Trimmed reads were mapped to the koala contigs using Hisat2 (Kim et al. 2019). Sorted bam files were processed using opossum (Oikkonen and Lise 2017) to allow robust identification of SNPs from transcriptome data. SNPs were called from combined bam files using samtools (Li et al. 2009)mpileup and output genotype likelihoods generated in bcf format (-g -b -u options). Bcftools (BCFtools)was used to call multiallelic SNPs (-vm options). Identified SNPs were filtered using vcftools (Danecek et al. 2011). SNPs where a base was missing in more than half the samples, with minor allele frequency less than 0.2, reads of minimum quality < 30 were removed (--max-missing 0.5 --maf 0.2 --minQ 30 --recode). For each SNP a population FST was calculated using Weir and Cockerham’s algorithm (Wier and Cockerham 1984) (--weir-fst-pop option). Locations and predicted effects of SNPs on the function of known genes were determined using SNPEff (Cingolani et al. 2012) with maximum up/down stream distance set as 2000 bp.

Gene expression analysis

To quantitate the expression of known genes, sequence alignment and read quantification was performed using the pseudo-alignment-based tool Kallisto v0.43.0 (Bray et al. 2016). Transcripts with a mean TPM < 1 for both groups (QLD and SA) were removed. Differential expression of transcripts between QLD and SA animals was determined using Sleuth v0.28.1 (Pimentel et al. 2017). Transcripts with a false detection rate corrected p value < 0.05 and a mean log2 fold change (log2FC) greater than 1 and less than minus 1 were considered to be differentially expressed. False detection rate correction was performed using the Benjamini–Hochberg method (Benjamini and Hochberg 1995). To account for possible confounding factors analysis was repeated with a model comparing location alone against one containing location + age (as approximated by tooth wear class) + sex. This is by a likelihood ratio test in sleuth of a “full model” (~ location + age + sex) vs a”reduced model” (~ location).

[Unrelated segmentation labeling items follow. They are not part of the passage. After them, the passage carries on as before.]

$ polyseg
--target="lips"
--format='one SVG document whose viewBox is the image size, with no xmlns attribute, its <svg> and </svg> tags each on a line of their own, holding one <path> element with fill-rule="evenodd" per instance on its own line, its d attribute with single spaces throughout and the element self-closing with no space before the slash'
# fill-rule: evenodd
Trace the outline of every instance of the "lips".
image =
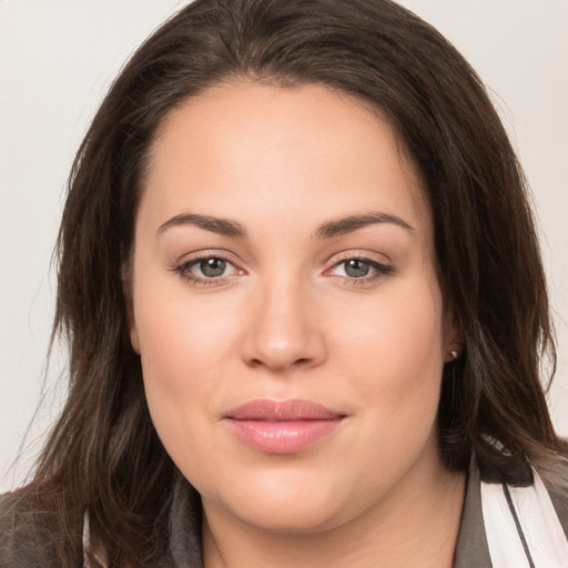
<svg viewBox="0 0 568 568">
<path fill-rule="evenodd" d="M 224 417 L 244 444 L 267 454 L 295 454 L 334 432 L 345 418 L 310 400 L 252 400 Z"/>
</svg>

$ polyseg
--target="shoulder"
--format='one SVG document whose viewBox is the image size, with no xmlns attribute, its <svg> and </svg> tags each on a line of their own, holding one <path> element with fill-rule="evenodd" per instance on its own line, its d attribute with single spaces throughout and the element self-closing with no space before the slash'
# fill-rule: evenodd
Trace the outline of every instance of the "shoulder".
<svg viewBox="0 0 568 568">
<path fill-rule="evenodd" d="M 55 518 L 29 490 L 0 495 L 0 567 L 62 566 Z"/>
</svg>

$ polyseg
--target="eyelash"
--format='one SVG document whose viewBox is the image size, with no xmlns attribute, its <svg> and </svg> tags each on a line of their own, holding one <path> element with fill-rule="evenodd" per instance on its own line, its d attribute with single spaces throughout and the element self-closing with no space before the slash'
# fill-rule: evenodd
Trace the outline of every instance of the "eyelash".
<svg viewBox="0 0 568 568">
<path fill-rule="evenodd" d="M 336 276 L 341 278 L 342 283 L 351 285 L 351 286 L 364 286 L 372 284 L 373 282 L 384 278 L 385 276 L 389 276 L 394 273 L 395 268 L 392 265 L 383 264 L 381 262 L 374 261 L 363 255 L 356 255 L 353 253 L 346 254 L 344 257 L 337 260 L 333 266 L 325 271 L 325 274 L 337 268 L 338 266 L 346 265 L 349 261 L 358 261 L 369 266 L 369 271 L 374 271 L 372 275 L 365 275 L 362 277 L 349 277 L 349 276 Z M 345 268 L 344 268 L 345 270 Z"/>
<path fill-rule="evenodd" d="M 223 254 L 203 254 L 201 256 L 195 256 L 189 261 L 183 262 L 179 266 L 174 266 L 172 268 L 172 272 L 179 274 L 181 277 L 183 277 L 189 284 L 193 286 L 220 286 L 225 284 L 227 276 L 219 276 L 219 277 L 200 277 L 194 276 L 191 274 L 190 270 L 194 266 L 197 266 L 200 263 L 204 261 L 223 261 L 227 263 L 229 265 L 233 266 L 234 270 L 237 272 L 240 268 L 236 268 L 234 263 L 227 256 Z M 336 277 L 341 280 L 342 283 L 352 285 L 352 286 L 361 286 L 365 284 L 371 284 L 372 282 L 375 282 L 376 280 L 383 278 L 385 276 L 389 276 L 394 273 L 394 266 L 379 263 L 377 261 L 371 260 L 365 256 L 358 256 L 358 255 L 345 255 L 345 257 L 337 260 L 329 268 L 326 268 L 324 272 L 325 275 L 328 275 L 328 273 L 338 266 L 346 265 L 346 263 L 351 261 L 358 261 L 364 264 L 367 264 L 369 266 L 369 270 L 374 271 L 374 274 L 371 276 L 364 275 L 362 277 L 349 277 L 349 276 L 339 276 Z M 240 271 L 243 272 L 243 271 Z M 333 275 L 329 275 L 332 277 Z M 230 277 L 230 276 L 229 276 Z"/>
<path fill-rule="evenodd" d="M 190 272 L 190 270 L 193 266 L 196 266 L 204 261 L 213 261 L 213 260 L 226 262 L 229 265 L 233 266 L 235 270 L 239 271 L 239 268 L 235 267 L 235 265 L 231 261 L 231 258 L 229 258 L 227 256 L 225 256 L 223 254 L 219 254 L 219 253 L 195 256 L 194 258 L 183 262 L 179 266 L 174 266 L 174 268 L 172 271 L 178 273 L 181 277 L 186 280 L 193 286 L 202 286 L 202 287 L 219 286 L 226 282 L 226 276 L 206 278 L 206 277 L 194 276 Z"/>
</svg>

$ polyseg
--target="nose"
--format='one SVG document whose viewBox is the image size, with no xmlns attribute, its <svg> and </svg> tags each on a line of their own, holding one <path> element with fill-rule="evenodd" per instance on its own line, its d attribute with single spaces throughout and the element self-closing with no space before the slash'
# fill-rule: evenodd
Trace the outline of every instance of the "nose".
<svg viewBox="0 0 568 568">
<path fill-rule="evenodd" d="M 322 364 L 326 357 L 322 322 L 306 286 L 273 281 L 254 293 L 255 302 L 246 315 L 244 362 L 277 373 Z"/>
</svg>

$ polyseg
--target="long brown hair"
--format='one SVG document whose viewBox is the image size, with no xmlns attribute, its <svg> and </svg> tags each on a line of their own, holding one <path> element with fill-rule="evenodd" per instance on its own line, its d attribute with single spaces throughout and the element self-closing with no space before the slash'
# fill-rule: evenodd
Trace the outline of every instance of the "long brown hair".
<svg viewBox="0 0 568 568">
<path fill-rule="evenodd" d="M 156 129 L 187 98 L 234 78 L 324 84 L 388 116 L 427 189 L 440 286 L 464 332 L 463 356 L 443 377 L 444 459 L 465 468 L 474 450 L 495 475 L 521 471 L 520 481 L 527 457 L 558 469 L 540 381 L 555 352 L 535 224 L 476 73 L 388 0 L 196 0 L 123 69 L 70 176 L 54 322 L 70 346 L 70 392 L 30 489 L 57 514 L 69 564 L 84 510 L 110 566 L 158 562 L 175 468 L 128 338 L 124 274 Z"/>
</svg>

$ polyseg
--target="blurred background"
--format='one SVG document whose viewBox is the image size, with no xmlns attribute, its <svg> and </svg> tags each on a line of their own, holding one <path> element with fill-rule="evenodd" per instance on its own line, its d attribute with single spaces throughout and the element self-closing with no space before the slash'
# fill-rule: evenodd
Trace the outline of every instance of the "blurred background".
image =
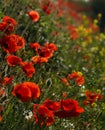
<svg viewBox="0 0 105 130">
<path fill-rule="evenodd" d="M 85 13 L 92 19 L 100 17 L 98 25 L 100 32 L 105 32 L 105 0 L 69 0 L 75 5 L 77 12 Z"/>
</svg>

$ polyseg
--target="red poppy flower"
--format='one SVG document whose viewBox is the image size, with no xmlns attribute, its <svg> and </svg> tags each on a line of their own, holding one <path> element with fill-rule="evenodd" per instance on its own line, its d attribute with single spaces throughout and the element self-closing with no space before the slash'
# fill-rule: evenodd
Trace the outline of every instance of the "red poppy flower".
<svg viewBox="0 0 105 130">
<path fill-rule="evenodd" d="M 28 77 L 32 77 L 35 73 L 35 68 L 31 62 L 21 62 L 21 67 Z"/>
<path fill-rule="evenodd" d="M 0 97 L 1 96 L 5 97 L 6 96 L 6 92 L 5 92 L 5 89 L 0 86 Z"/>
<path fill-rule="evenodd" d="M 84 84 L 84 76 L 81 72 L 72 72 L 71 74 L 68 74 L 67 76 L 68 80 L 74 79 L 78 86 L 81 86 Z"/>
<path fill-rule="evenodd" d="M 33 22 L 37 22 L 40 18 L 40 15 L 37 11 L 29 11 L 28 12 L 29 17 L 32 19 Z"/>
<path fill-rule="evenodd" d="M 33 64 L 37 64 L 37 63 L 45 63 L 45 62 L 48 62 L 48 58 L 46 57 L 41 57 L 41 56 L 33 56 L 31 58 L 31 61 Z"/>
<path fill-rule="evenodd" d="M 5 77 L 5 78 L 3 79 L 2 84 L 5 84 L 5 85 L 10 84 L 10 83 L 12 82 L 13 78 L 14 78 L 14 76 Z"/>
<path fill-rule="evenodd" d="M 61 82 L 64 83 L 66 86 L 69 86 L 67 78 L 61 78 Z"/>
<path fill-rule="evenodd" d="M 46 43 L 45 47 L 47 47 L 47 48 L 49 48 L 49 49 L 51 49 L 53 51 L 58 50 L 57 46 L 54 43 Z"/>
<path fill-rule="evenodd" d="M 15 19 L 9 16 L 4 16 L 3 22 L 0 23 L 0 31 L 5 31 L 6 33 L 10 33 L 14 30 L 16 25 L 17 22 L 15 21 Z"/>
<path fill-rule="evenodd" d="M 9 55 L 6 57 L 6 61 L 9 66 L 16 66 L 22 62 L 22 59 L 18 56 Z"/>
<path fill-rule="evenodd" d="M 54 8 L 54 4 L 50 2 L 50 0 L 45 0 L 41 2 L 41 8 L 46 14 L 51 14 Z"/>
<path fill-rule="evenodd" d="M 23 48 L 25 40 L 21 36 L 10 34 L 8 36 L 3 36 L 0 40 L 0 44 L 7 53 L 13 54 Z"/>
<path fill-rule="evenodd" d="M 53 56 L 53 51 L 47 47 L 42 47 L 39 50 L 39 55 L 41 57 L 51 58 Z"/>
<path fill-rule="evenodd" d="M 30 47 L 35 49 L 36 53 L 38 53 L 38 49 L 41 47 L 39 43 L 30 43 Z"/>
<path fill-rule="evenodd" d="M 44 105 L 34 105 L 33 109 L 34 118 L 37 124 L 40 124 L 41 126 L 46 125 L 52 125 L 54 123 L 54 113 L 53 111 L 50 111 L 46 106 Z"/>
<path fill-rule="evenodd" d="M 103 96 L 100 93 L 94 93 L 89 90 L 85 93 L 87 100 L 84 101 L 84 105 L 92 104 L 97 100 L 102 100 Z"/>
<path fill-rule="evenodd" d="M 12 94 L 17 96 L 21 101 L 28 102 L 40 96 L 40 88 L 33 82 L 24 82 L 14 86 Z"/>
<path fill-rule="evenodd" d="M 59 118 L 77 117 L 84 112 L 84 109 L 79 106 L 76 100 L 67 99 L 61 100 L 61 109 L 55 112 L 55 116 Z"/>
<path fill-rule="evenodd" d="M 45 105 L 51 111 L 57 111 L 60 108 L 60 103 L 53 100 L 45 100 L 43 105 Z"/>
</svg>

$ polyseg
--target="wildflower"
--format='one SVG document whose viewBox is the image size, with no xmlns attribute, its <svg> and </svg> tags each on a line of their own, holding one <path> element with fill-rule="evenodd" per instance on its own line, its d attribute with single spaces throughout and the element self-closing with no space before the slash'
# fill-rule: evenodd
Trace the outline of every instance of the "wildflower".
<svg viewBox="0 0 105 130">
<path fill-rule="evenodd" d="M 46 106 L 51 111 L 57 111 L 60 108 L 59 102 L 56 102 L 50 99 L 46 99 L 43 105 Z"/>
<path fill-rule="evenodd" d="M 37 99 L 40 96 L 40 88 L 33 82 L 24 82 L 14 86 L 13 96 L 17 96 L 23 102 Z"/>
<path fill-rule="evenodd" d="M 31 62 L 21 62 L 22 70 L 25 72 L 26 76 L 32 77 L 35 73 L 35 68 Z"/>
<path fill-rule="evenodd" d="M 37 55 L 37 56 L 33 56 L 33 57 L 31 58 L 31 61 L 32 61 L 33 64 L 45 63 L 45 62 L 48 62 L 48 58 L 46 58 L 46 57 L 41 57 L 41 56 Z"/>
<path fill-rule="evenodd" d="M 54 113 L 59 118 L 77 117 L 84 112 L 84 109 L 73 99 L 61 100 L 60 105 L 61 109 Z"/>
<path fill-rule="evenodd" d="M 3 87 L 0 86 L 0 97 L 5 97 L 6 96 L 6 92 L 5 89 Z"/>
<path fill-rule="evenodd" d="M 74 79 L 78 86 L 81 86 L 84 84 L 84 76 L 81 72 L 72 72 L 71 74 L 68 74 L 67 76 L 68 80 Z"/>
<path fill-rule="evenodd" d="M 39 56 L 41 57 L 46 57 L 46 58 L 51 58 L 53 56 L 53 50 L 47 48 L 47 47 L 42 47 L 39 50 Z"/>
<path fill-rule="evenodd" d="M 29 11 L 28 12 L 29 17 L 32 19 L 33 22 L 37 22 L 40 18 L 40 15 L 37 11 Z"/>
<path fill-rule="evenodd" d="M 30 47 L 38 53 L 38 49 L 41 47 L 39 43 L 30 43 Z"/>
<path fill-rule="evenodd" d="M 69 86 L 67 78 L 61 78 L 61 82 L 64 83 L 66 86 Z"/>
<path fill-rule="evenodd" d="M 5 77 L 2 81 L 2 84 L 8 85 L 12 82 L 14 76 L 10 76 L 10 77 Z"/>
<path fill-rule="evenodd" d="M 36 124 L 41 126 L 52 125 L 54 123 L 54 113 L 49 110 L 45 105 L 34 104 L 33 114 L 36 121 Z"/>
<path fill-rule="evenodd" d="M 5 31 L 6 33 L 10 33 L 14 30 L 16 25 L 17 22 L 15 21 L 15 19 L 9 16 L 4 16 L 3 21 L 0 23 L 0 31 Z"/>
<path fill-rule="evenodd" d="M 3 36 L 0 40 L 0 44 L 4 51 L 13 54 L 14 52 L 17 52 L 19 49 L 24 47 L 25 40 L 21 36 L 10 34 L 8 36 Z"/>
<path fill-rule="evenodd" d="M 6 61 L 9 66 L 16 66 L 22 62 L 22 59 L 15 55 L 9 55 L 6 57 Z"/>
<path fill-rule="evenodd" d="M 54 43 L 46 43 L 45 47 L 47 47 L 47 48 L 49 48 L 49 49 L 51 49 L 53 51 L 57 51 L 58 50 L 57 46 Z"/>
</svg>

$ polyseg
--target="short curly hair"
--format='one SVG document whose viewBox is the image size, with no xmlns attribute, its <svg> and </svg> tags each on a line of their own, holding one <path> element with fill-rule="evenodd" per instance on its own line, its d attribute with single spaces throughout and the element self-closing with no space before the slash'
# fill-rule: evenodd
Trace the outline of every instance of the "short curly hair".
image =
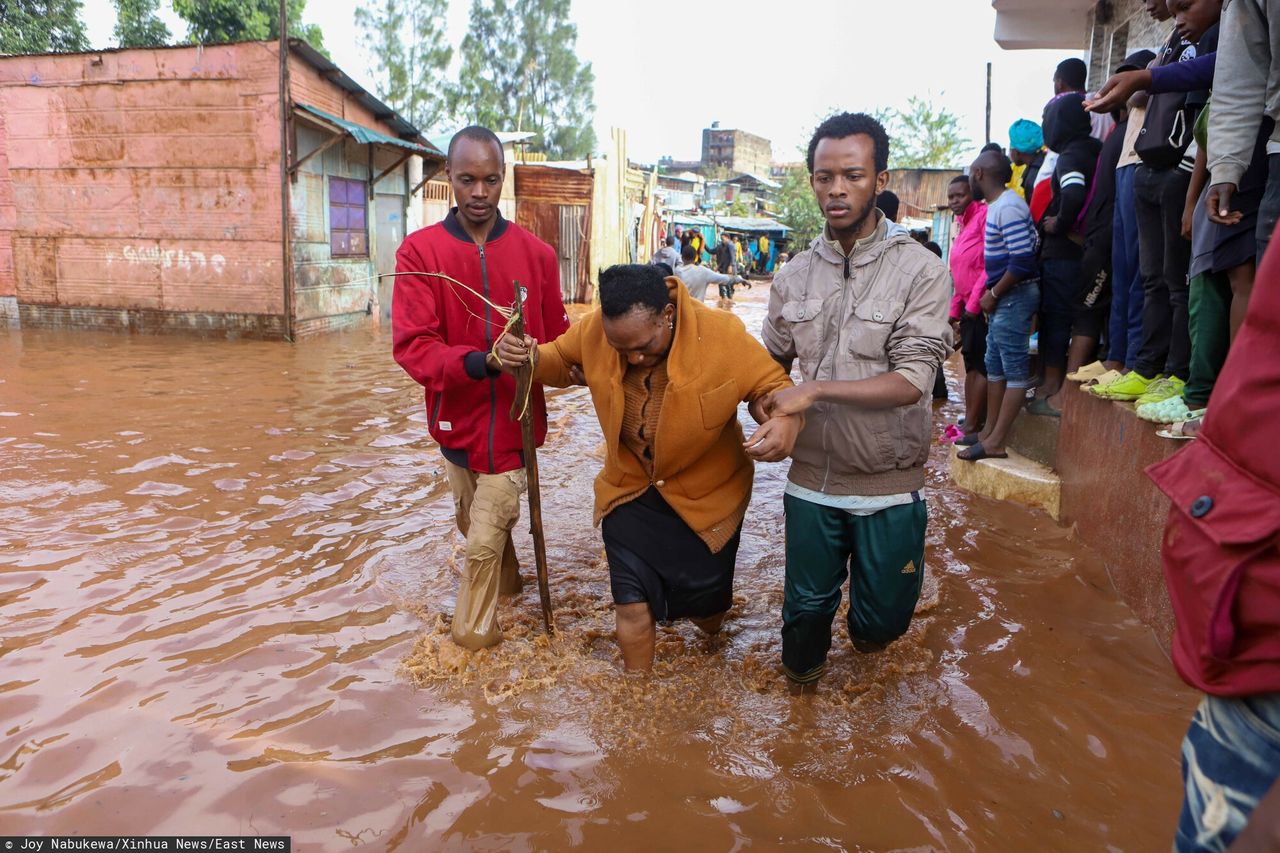
<svg viewBox="0 0 1280 853">
<path fill-rule="evenodd" d="M 600 314 L 611 320 L 636 307 L 659 314 L 669 304 L 667 280 L 652 264 L 616 264 L 600 273 Z"/>
<path fill-rule="evenodd" d="M 823 140 L 842 140 L 846 136 L 865 133 L 876 143 L 876 172 L 888 169 L 888 133 L 884 126 L 867 113 L 837 113 L 818 126 L 809 140 L 809 174 L 813 174 L 813 154 Z"/>
</svg>

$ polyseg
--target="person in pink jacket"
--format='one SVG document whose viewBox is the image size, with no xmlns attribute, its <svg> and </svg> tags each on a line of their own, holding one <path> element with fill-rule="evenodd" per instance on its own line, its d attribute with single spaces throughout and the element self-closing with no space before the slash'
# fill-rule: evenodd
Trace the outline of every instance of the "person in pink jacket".
<svg viewBox="0 0 1280 853">
<path fill-rule="evenodd" d="M 987 414 L 987 318 L 978 305 L 987 269 L 982 247 L 987 228 L 987 202 L 974 199 L 968 175 L 956 175 L 947 187 L 947 204 L 956 216 L 951 243 L 951 325 L 960 336 L 964 356 L 964 432 L 982 429 Z"/>
</svg>

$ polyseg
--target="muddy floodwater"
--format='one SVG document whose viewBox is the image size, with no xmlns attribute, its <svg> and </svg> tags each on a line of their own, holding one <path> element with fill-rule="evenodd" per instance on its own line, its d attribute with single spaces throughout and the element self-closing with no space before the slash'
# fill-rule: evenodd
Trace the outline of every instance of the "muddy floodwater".
<svg viewBox="0 0 1280 853">
<path fill-rule="evenodd" d="M 755 330 L 760 289 L 736 306 Z M 1096 553 L 952 487 L 941 448 L 911 631 L 864 657 L 841 625 L 797 701 L 785 464 L 756 469 L 724 633 L 662 628 L 653 678 L 623 678 L 599 426 L 585 389 L 554 393 L 559 634 L 529 583 L 507 640 L 468 657 L 421 409 L 385 327 L 294 346 L 0 329 L 0 834 L 1169 849 L 1196 695 Z M 531 574 L 526 517 L 517 546 Z"/>
</svg>

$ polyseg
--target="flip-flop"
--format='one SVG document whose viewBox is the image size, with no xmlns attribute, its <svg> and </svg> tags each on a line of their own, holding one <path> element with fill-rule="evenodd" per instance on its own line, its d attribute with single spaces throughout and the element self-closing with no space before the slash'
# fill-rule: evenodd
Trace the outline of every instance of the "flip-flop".
<svg viewBox="0 0 1280 853">
<path fill-rule="evenodd" d="M 1009 459 L 1009 453 L 988 453 L 987 448 L 982 443 L 978 443 L 956 453 L 956 459 L 963 459 L 966 462 L 977 462 L 984 459 Z"/>
<path fill-rule="evenodd" d="M 1199 418 L 1192 418 L 1190 420 L 1199 420 Z M 1161 438 L 1171 438 L 1175 442 L 1196 441 L 1196 435 L 1188 435 L 1183 432 L 1183 428 L 1189 424 L 1190 420 L 1180 420 L 1176 424 L 1170 425 L 1167 429 L 1157 429 L 1156 434 Z"/>
<path fill-rule="evenodd" d="M 1061 418 L 1062 412 L 1048 405 L 1048 400 L 1041 397 L 1039 400 L 1033 400 L 1027 403 L 1027 414 L 1039 415 L 1042 418 Z"/>
</svg>

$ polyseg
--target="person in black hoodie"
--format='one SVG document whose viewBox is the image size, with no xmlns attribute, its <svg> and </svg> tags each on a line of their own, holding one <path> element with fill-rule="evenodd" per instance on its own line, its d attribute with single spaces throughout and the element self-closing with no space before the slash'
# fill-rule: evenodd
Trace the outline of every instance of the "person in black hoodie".
<svg viewBox="0 0 1280 853">
<path fill-rule="evenodd" d="M 1062 387 L 1071 318 L 1080 287 L 1084 256 L 1083 214 L 1098 165 L 1102 143 L 1091 136 L 1093 124 L 1084 111 L 1084 95 L 1064 92 L 1044 108 L 1044 143 L 1057 151 L 1052 197 L 1041 219 L 1039 356 L 1044 369 L 1029 411 L 1057 416 L 1048 397 Z"/>
</svg>

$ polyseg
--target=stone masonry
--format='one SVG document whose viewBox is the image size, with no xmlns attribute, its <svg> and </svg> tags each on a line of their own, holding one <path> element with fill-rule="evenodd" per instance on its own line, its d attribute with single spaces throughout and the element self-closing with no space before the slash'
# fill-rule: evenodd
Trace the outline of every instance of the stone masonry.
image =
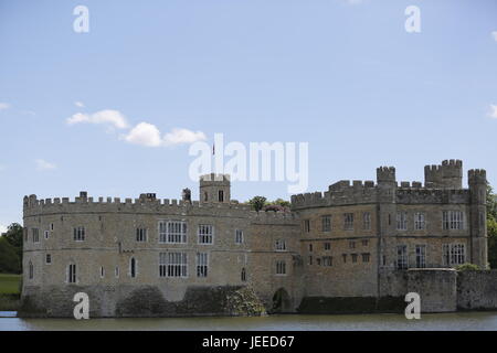
<svg viewBox="0 0 497 353">
<path fill-rule="evenodd" d="M 293 195 L 292 212 L 254 212 L 214 174 L 200 201 L 25 196 L 20 314 L 71 317 L 78 291 L 92 317 L 389 311 L 410 288 L 453 298 L 442 269 L 487 266 L 486 173 L 468 171 L 468 189 L 462 176 L 459 160 L 426 165 L 424 186 L 382 167 L 376 182 Z"/>
</svg>

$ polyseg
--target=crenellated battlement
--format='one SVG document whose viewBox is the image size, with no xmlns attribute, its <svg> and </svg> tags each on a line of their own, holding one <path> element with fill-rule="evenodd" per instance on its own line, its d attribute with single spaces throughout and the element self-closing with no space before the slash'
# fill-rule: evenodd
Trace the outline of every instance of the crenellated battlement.
<svg viewBox="0 0 497 353">
<path fill-rule="evenodd" d="M 485 169 L 470 169 L 467 172 L 467 179 L 469 184 L 486 184 L 487 171 Z"/>
<path fill-rule="evenodd" d="M 376 185 L 371 180 L 340 180 L 329 185 L 326 192 L 305 193 L 292 196 L 294 208 L 319 207 L 355 203 L 370 203 L 376 200 Z"/>
<path fill-rule="evenodd" d="M 176 199 L 156 199 L 141 194 L 138 199 L 120 197 L 94 197 L 76 196 L 38 199 L 36 195 L 24 196 L 24 215 L 43 213 L 72 213 L 72 212 L 158 212 L 173 213 L 184 212 L 186 210 L 224 210 L 224 211 L 251 211 L 250 205 L 241 204 L 237 201 L 226 203 L 219 202 L 199 202 L 183 201 Z M 154 194 L 155 195 L 155 194 Z"/>
<path fill-rule="evenodd" d="M 377 168 L 377 182 L 395 182 L 395 168 L 394 167 L 380 167 Z"/>
<path fill-rule="evenodd" d="M 463 162 L 461 160 L 444 160 L 442 164 L 424 167 L 425 188 L 462 189 Z"/>
</svg>

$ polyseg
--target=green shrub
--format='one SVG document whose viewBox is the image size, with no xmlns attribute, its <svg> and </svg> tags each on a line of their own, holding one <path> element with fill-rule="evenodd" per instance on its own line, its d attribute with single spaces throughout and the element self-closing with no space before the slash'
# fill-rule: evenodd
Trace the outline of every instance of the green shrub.
<svg viewBox="0 0 497 353">
<path fill-rule="evenodd" d="M 475 264 L 463 264 L 455 267 L 458 271 L 477 271 L 480 270 L 480 268 Z"/>
</svg>

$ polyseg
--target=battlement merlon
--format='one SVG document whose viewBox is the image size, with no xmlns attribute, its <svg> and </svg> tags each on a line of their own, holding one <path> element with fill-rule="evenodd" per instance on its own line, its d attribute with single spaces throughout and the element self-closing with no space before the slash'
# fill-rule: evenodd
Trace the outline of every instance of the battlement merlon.
<svg viewBox="0 0 497 353">
<path fill-rule="evenodd" d="M 487 172 L 485 169 L 470 169 L 467 171 L 467 180 L 469 185 L 487 184 Z"/>
<path fill-rule="evenodd" d="M 394 167 L 380 167 L 377 168 L 377 182 L 378 183 L 393 183 L 395 180 Z"/>
<path fill-rule="evenodd" d="M 147 196 L 148 195 L 148 196 Z M 154 197 L 151 197 L 154 195 Z M 199 202 L 184 200 L 157 199 L 155 194 L 141 194 L 139 199 L 127 197 L 121 201 L 120 197 L 88 197 L 80 196 L 71 200 L 70 197 L 41 199 L 32 194 L 23 197 L 23 208 L 25 216 L 56 214 L 56 213 L 85 213 L 85 212 L 137 212 L 137 213 L 184 213 L 203 212 L 205 210 L 222 208 L 232 212 L 250 212 L 250 205 L 241 204 L 236 200 L 218 202 Z M 203 211 L 202 211 L 203 210 Z"/>
</svg>

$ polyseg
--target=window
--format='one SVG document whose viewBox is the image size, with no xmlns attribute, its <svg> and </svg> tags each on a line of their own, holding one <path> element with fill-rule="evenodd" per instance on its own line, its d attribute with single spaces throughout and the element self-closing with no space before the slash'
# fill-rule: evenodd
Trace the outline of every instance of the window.
<svg viewBox="0 0 497 353">
<path fill-rule="evenodd" d="M 424 213 L 416 212 L 414 213 L 414 231 L 422 231 L 426 227 L 424 221 Z"/>
<path fill-rule="evenodd" d="M 451 266 L 451 246 L 448 244 L 442 245 L 442 264 Z"/>
<path fill-rule="evenodd" d="M 197 253 L 197 277 L 208 276 L 209 255 L 207 253 Z"/>
<path fill-rule="evenodd" d="M 167 221 L 159 223 L 159 243 L 187 243 L 187 223 Z"/>
<path fill-rule="evenodd" d="M 426 245 L 416 245 L 416 267 L 426 267 Z"/>
<path fill-rule="evenodd" d="M 83 242 L 85 239 L 85 227 L 74 228 L 74 240 Z"/>
<path fill-rule="evenodd" d="M 274 248 L 276 249 L 276 252 L 285 252 L 286 250 L 285 239 L 277 239 L 275 242 Z"/>
<path fill-rule="evenodd" d="M 461 211 L 444 211 L 442 214 L 444 229 L 464 229 L 464 216 Z"/>
<path fill-rule="evenodd" d="M 235 244 L 243 244 L 243 231 L 235 231 Z"/>
<path fill-rule="evenodd" d="M 321 217 L 322 232 L 331 231 L 331 216 L 322 216 Z"/>
<path fill-rule="evenodd" d="M 353 229 L 353 213 L 343 214 L 343 229 L 346 231 Z"/>
<path fill-rule="evenodd" d="M 129 276 L 136 277 L 136 259 L 134 257 L 129 260 Z"/>
<path fill-rule="evenodd" d="M 396 246 L 396 269 L 408 268 L 408 246 L 398 245 Z"/>
<path fill-rule="evenodd" d="M 465 248 L 464 244 L 452 244 L 451 245 L 451 264 L 462 265 L 465 263 Z"/>
<path fill-rule="evenodd" d="M 369 231 L 371 229 L 371 213 L 364 212 L 362 214 L 362 229 Z"/>
<path fill-rule="evenodd" d="M 147 229 L 136 228 L 136 240 L 138 243 L 147 242 Z"/>
<path fill-rule="evenodd" d="M 286 263 L 284 260 L 276 261 L 276 275 L 286 275 Z"/>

Protein structural changes

Protein structural changes due to SNPs in the gene SLC26A6 were predicted using the Phyre2 software suite (Kelley et al. 2015).

Gene set enrichment analysis was conducted using a hypergeometric test in ToppGene. (Chen et al. 2009) Benjamini–Hochberg corrected p values < 0.05 are reported.

Results

Identification of SNP variants between populations

A total of 215,834 unique variants were identified. To remove SNPs with high coverage variability, those where a base was identified in   ≤ 66% of both QLD and SA populations were removed. This resulted in a final set of 135,191 SNPs. The mean fixation index (FST) of these SNPs was 0.412; when filtered for those SNPs with strongest evidence of divergence between the two populations (FST ≥ 0.8), 24,981 variants remained (23,145 SNPs and 1836 INDELs, see Online resource 2). A high FST is evidence of a history of separation of genes or populations but could be biased by variants on the sex chromosomes. Therefore, it was important to test if any of the high FST variants were biased by sex of the animals. As the genome of the koala is currently not assembled into chromosomes, but rather as contigs, separation of variants that are located on the sex chromosomes was not immediately possible. As a proxy to identify any variants associated with sex of samples, a Wilcoxon rank sum test was used to test the frequency of each different genotype in male vs female animals. Only a single variant (contig NW_018344261.1 position 1080527) showed a significant association with sex (p value = 0.048). This however was not significant after correcting for multiple hypothesis testing. Therefore, we propose that the SNPs reported are not biased by the ratio of sexes of the animals in the two populations.

Annotation of the variants using SNPEff highlighted the majority of variants are located in introns (34,488 variants). As the mapped reads are from RNAseq, possible sources of high coverage in introns are a mix of mis-annotation, immature mRNA sequencing or possible genomic DNA contamination. To keep analysis here as robust as possible, these predicted intronic variants were not used in later analysis. The majority of other annotations were in non-coding regions (3′ UTR = 10,256, downstream = 7658, upstream = 2504, 5′UTR = 1700). Of the SNPs in coding regions, the majority were synonymous variants (5589) and a smaller proportion were non-synonymous variants (3320).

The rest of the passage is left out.